Otro amor en tiempos de otra cólera

Ayer, un motociclista atropelló a mi perro. Estoy en mis treintas, entrando a la segunda mitad de la cuarta década de la vida. Aunque estoy en una relación amorosa muy positiva, no estoy en las circunstancias económicas como para poder casarme y empezar una familia. Vengo de una familia de clase media, con antepasados que rozaron la nobleza, en algunos casos y otros que fueron borrados por las ingratitudes de la historia. Quizá por la inexactitud con la que la moral de los tiempos se encarga de discriminar entre buenos y malos, entre legítimos e ilegítimos, entre herederos y desheredados.

Lo cierto es que esta ciudad es todavía muy clasista. En el exceso de la inequidad que se vive en esta aquí, se han gestado movimientos para acabar con la misma. Los cuales, son contestados por quienes se reafirman en su convicción de pertenecer a clases con privilegios, desconociendo aún a sus propios familiares, obstinados por aferrarse a un orden que no terminan de entender, pero que están dispuestos a sostener, por la angustia que les significa el enfrentarse a un sentido de humanidad más abierto, para muchos, además, más cristiano.

Cuando el motociclista atropelló a mi perro, me sentí cercano al rol del padre, que quiere velar por sus hijos. Al comienzo tuve ganas de perseguir al motociclista y reclamarle con furia por su acción desalmada, sin embargo, pronto pude encontrar paz al constatar que mi perro, milagrosamente, había salido ileso. Es un perro muy fuerte y astuto, pero yo vi como el motociclista pasó por encima de él con las dos llantas, sin un mínimo gesto de contención. Como si hubiera sido entrenado para reaccionar en esas situaciones de forma profesional, siempre privilegiando su vida y la de los transeúntes por encima de cualquier animal que pueda cruzársele por el camino. Quién sabe, si hubiera curvado para evitar atropellar a mi perro, pudo haberse caído o me pudo haber atropellado a mí.
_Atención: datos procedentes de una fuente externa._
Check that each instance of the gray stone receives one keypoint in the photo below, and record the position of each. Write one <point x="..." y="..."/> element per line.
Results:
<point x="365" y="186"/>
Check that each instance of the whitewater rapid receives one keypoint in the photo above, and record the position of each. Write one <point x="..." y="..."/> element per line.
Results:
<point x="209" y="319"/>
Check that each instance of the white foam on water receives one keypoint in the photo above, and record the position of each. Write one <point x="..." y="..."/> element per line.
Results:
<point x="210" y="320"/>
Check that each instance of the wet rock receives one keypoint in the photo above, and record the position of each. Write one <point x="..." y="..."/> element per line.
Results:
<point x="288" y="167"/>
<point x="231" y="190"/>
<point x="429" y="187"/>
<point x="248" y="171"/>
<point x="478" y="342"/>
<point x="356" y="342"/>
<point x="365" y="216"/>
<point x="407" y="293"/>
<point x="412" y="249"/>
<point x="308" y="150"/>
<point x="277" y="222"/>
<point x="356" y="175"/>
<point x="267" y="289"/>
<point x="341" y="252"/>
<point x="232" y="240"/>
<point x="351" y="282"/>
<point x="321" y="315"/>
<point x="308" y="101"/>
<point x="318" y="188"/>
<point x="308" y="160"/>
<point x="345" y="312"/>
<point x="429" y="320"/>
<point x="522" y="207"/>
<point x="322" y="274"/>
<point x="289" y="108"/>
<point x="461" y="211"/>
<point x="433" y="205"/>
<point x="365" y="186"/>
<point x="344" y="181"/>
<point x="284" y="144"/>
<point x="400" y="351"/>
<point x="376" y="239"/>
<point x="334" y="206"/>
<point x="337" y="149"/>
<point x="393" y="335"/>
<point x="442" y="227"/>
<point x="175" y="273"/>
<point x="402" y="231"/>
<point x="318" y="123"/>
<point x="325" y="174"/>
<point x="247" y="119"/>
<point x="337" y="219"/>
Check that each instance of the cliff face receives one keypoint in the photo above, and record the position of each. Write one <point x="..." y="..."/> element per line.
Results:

Vivimos en un momento de la sociedad en el que este tipo de atropellos, en muchos casos menos análogos al que tuve que constatar ayer, están sucediendo todo el tiempo. Esto sucede pese a que vivimos en un tiempo en el que el avance tecnológico, en teoría, debería permitirnos vivir con mucha mayor comodidad; tener mucho más tiempo y capacidad de velar por nosotros mismos y por los demás. Sin embargo, parecería que el hambre del ser humano, se impone por sobre su propia humanidad.

Mi generación fue criada dentro de un contexto de gran admiración por los avances de los países desarrollados y dentro de una idea utópica del fin de la historia, dado el límite que tuvo momentáneamente la guerra fría. Muchas de las promesas con las que fuimos criados no se cumplieron. La globalización se convirtió en un gran instrumento de crecimiento económico para las grandes empresas, pero también en una razón para incrementar el recelo con el que se relacionan las naciones y los pueblos.

Recientemente, lo que en palabras de Noam Chomsky es una patología social, la incapacidad que existe en Estados Unidos de controlar el acceso a armas muy peligrosas por parte de individuos que se vuelven misántropos por todo tipo de causas mentales y sociales, reveló que los cambios que está viviendo ese país, han tenido un efecto sobre una parte de la población que ha optado por armarse para defender sus derechos. Esta imagen nos ofrece una oportunidad de reflexionar sobre la gran desconfianza que ha crecido entre los seres humanos. Parte de las observaciones sobre este fenómeno han señalado que uno de los factores que impide a ciertas personas en una condición similar a aquellas de quienes deciden armarse, a hacerlo, es su vinculación con algún aspecto de fe.

Eso me hace pensar que, pese a nuestro gran avance tecnológico, los grandes temas de la experiencia humana, como son el amor y la muerte, se le siguen escapando a nuestros hallazgos, y el cultivar nuestra espiritualidad sigue siendo necesario en situaciones en las que no podemos encontrar respuestas en otro tipo de instituciones.

El reto que como humanidad tenemos al frente, es entonces, el que esa búsqueda espiritual, expresada en la forma en la que cada persona decida hacerlo, no vaya a separarnos más, sino quizá lograr eso que la globalización como instrumento económico no ha logrado, el que en cada una de nuestras vidas exista el compromiso por cuidar esto que tenemos, que es tan valioso, este espacio en el que nuestras vidas se han desarrollado por miles de años y que siguen presentándonos frente a maravillosos éxitos y abominables fracasos.